Topics discussed:
- Two alternatives to the macro language were put up against it. Brian asked why not target ANSI SQL 2016, which already standardises JSON access, and translate that instead of inventing a DSL. Dan Gottlieb's version: don't invent anything, write to one base SQL dialect and translate to the others — OMOP does exactly this for its warehouse (SQL Server as the base, a translation engine for Oracle and friends), and SQLGlot parses SQL into an AST and regenerates it in other dialects; you swap one join syntax for another without changing the shape of the query, and the further you go into your own DSL the more tooling you maintain forever. Nikolai's answer was empirical — the standard has been out for years and nobody implements it, only Postgres supports close to the full JSONPath spec, Oracle a little, everyone else has dot-and-index — so "unless you try you will not understand the details": build it in the playground and bring a proposal, because this is a hypothesis, not something he was driving.
- Ryan Brush reframed why the argument wasn't converging: people are starting from different objectives and different values — ease of implementation against a thorough, portable, standards-based spec — and the right answer depends on which you weigh more. He offered his own objective plainly: a well-defined way to describe flattened views of FHIR data that are portable across many database implementations, standing on existing standards wherever possible. Which, full disclosure, pulls him towards FHIRPath, or at least a subset of it, because it is established and its semantics are already defined.
- Then the data point that changed the room: proof-of-concept work at Google that translates a large set of FHIRPath expressions into SQL that ports across engines, running today on BigQuery and mostly on Apache Spark, emitting the right unnest or lateral view explode for each. It is genuinely more complicated — you parse FHIRPath into an AST and recursively translate that into SQL — and Ryan put the cost honestly: "is that complexity justified?

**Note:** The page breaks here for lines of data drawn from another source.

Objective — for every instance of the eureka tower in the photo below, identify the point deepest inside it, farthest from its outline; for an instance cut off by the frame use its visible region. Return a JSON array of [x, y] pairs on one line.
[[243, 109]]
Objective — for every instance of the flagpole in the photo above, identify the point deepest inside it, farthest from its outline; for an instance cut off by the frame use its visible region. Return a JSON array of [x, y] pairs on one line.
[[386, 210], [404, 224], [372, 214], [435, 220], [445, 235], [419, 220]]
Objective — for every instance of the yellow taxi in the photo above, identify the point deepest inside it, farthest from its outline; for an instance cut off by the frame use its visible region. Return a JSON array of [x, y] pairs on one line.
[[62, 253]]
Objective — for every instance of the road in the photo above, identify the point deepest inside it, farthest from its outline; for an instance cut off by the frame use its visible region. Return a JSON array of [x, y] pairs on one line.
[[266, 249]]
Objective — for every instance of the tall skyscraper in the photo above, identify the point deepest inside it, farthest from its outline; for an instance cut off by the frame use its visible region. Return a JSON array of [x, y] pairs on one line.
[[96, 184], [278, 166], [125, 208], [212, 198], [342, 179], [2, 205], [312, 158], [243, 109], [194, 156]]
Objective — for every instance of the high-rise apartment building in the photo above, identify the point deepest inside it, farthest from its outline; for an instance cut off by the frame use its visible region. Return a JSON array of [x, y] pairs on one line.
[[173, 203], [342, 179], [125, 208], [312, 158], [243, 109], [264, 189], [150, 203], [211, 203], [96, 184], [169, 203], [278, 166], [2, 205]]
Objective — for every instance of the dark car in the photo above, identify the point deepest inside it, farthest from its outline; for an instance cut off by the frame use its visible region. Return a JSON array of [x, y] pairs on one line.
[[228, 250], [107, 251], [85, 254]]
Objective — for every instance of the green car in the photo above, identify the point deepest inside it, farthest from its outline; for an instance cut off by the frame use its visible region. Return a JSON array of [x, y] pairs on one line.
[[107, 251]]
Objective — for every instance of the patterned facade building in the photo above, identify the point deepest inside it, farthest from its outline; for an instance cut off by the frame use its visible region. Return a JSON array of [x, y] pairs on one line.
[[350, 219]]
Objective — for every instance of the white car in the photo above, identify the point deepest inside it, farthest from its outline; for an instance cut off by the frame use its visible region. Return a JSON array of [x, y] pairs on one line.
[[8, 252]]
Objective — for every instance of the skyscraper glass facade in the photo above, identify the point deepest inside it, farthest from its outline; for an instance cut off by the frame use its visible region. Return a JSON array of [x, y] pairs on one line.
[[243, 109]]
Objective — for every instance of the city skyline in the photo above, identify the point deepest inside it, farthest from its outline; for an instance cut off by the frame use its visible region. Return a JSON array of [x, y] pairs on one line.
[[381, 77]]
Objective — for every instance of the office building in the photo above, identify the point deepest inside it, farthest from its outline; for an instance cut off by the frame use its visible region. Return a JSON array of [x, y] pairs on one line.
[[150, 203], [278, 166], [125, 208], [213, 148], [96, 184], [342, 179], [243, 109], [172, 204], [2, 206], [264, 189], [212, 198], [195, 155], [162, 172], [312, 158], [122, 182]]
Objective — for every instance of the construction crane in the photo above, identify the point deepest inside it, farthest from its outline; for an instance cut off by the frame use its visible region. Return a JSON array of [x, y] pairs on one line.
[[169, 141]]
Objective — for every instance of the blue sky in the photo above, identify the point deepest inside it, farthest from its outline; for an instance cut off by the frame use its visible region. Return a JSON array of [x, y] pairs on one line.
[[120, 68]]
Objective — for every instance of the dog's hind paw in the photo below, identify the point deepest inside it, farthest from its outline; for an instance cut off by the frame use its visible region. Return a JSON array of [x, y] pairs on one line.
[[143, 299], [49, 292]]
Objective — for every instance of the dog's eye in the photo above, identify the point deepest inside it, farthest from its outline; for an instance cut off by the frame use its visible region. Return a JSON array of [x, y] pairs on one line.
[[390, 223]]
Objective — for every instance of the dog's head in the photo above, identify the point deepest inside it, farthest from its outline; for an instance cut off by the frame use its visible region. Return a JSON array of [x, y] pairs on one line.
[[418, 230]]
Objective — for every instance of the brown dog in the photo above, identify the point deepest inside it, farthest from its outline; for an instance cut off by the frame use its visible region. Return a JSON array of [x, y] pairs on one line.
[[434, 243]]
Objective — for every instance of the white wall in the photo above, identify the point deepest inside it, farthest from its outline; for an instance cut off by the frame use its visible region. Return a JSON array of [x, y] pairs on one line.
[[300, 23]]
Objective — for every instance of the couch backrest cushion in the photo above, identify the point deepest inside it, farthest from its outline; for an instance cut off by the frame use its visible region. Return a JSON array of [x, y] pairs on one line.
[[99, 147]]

That's where it gets back into what the values are." The upside he pointed at: once your columns are described by FHIRPath expressions, you can point them at a pile of NDJSON and get a data frame. A demo was promised for the following week.

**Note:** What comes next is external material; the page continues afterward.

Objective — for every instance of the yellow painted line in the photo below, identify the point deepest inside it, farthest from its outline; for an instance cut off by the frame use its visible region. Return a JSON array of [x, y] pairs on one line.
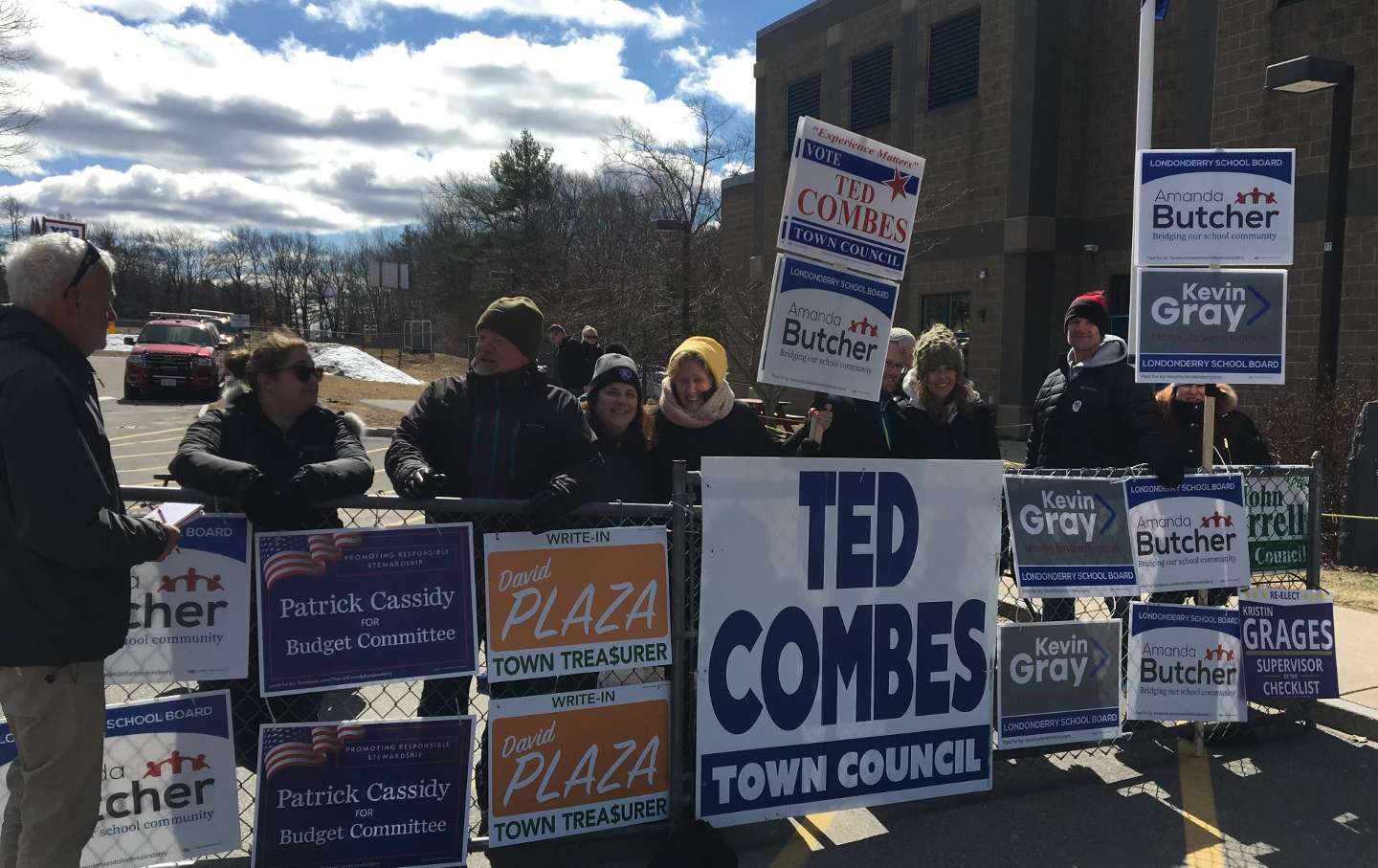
[[143, 434], [1205, 840], [797, 851]]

- The goal itself was quietly moving, and Ryan asked the group to make it an explicit decision rather than a drift: from "find a SQL-on-FHIR representation that works in plain ANSI SQL" to "find a standard way to describe flattened views of FHIR data" — the base layer will always vary too much between engines to query portably. Three options were on the table: a definition language of its own (FHIRPath, JSON Path, something CQL-like), a base SQL dialect plus translation, or a macro language, possibly FHIRPath-based, mixed into SQL. One participant was sceptical that any standard set of views could ever cover even 90% of use cases — better to standardise how a view is defined and let the useful views spread on their own — while Evan wanted a base schema published soon, because every company that gets FHIR and a warehouse invents its own schema, and guidance arriving late means there is nothing left to standardise.
- Evan supplied the reason any of this matters: run the measures where the data lives. Today you download the whole database every night, deserialise it, and execute somewhere else — most of the time goes on the download and the deserialising — so even badly written in-database queries would be orders of magnitude faster, close to real time, and all the effort spent shrinking the data pulled down is solving the wrong problem. His own caveat was that real CQL is not the one-file demo measures everyone shows: interval arithmetic, date precision, continuous enrolment, measures with fourteen numerators — and without user-defined functions in the target database you may not get there at all. The call closed on the first sketch of a view: take the logical model Brian had demoed on the first call, attach a FHIRPath expression to each column saying what to extract, and that is your base view — join and build the rest on top, leaving whether it is materialised as a table, a view or a materialised view as an implementation decision.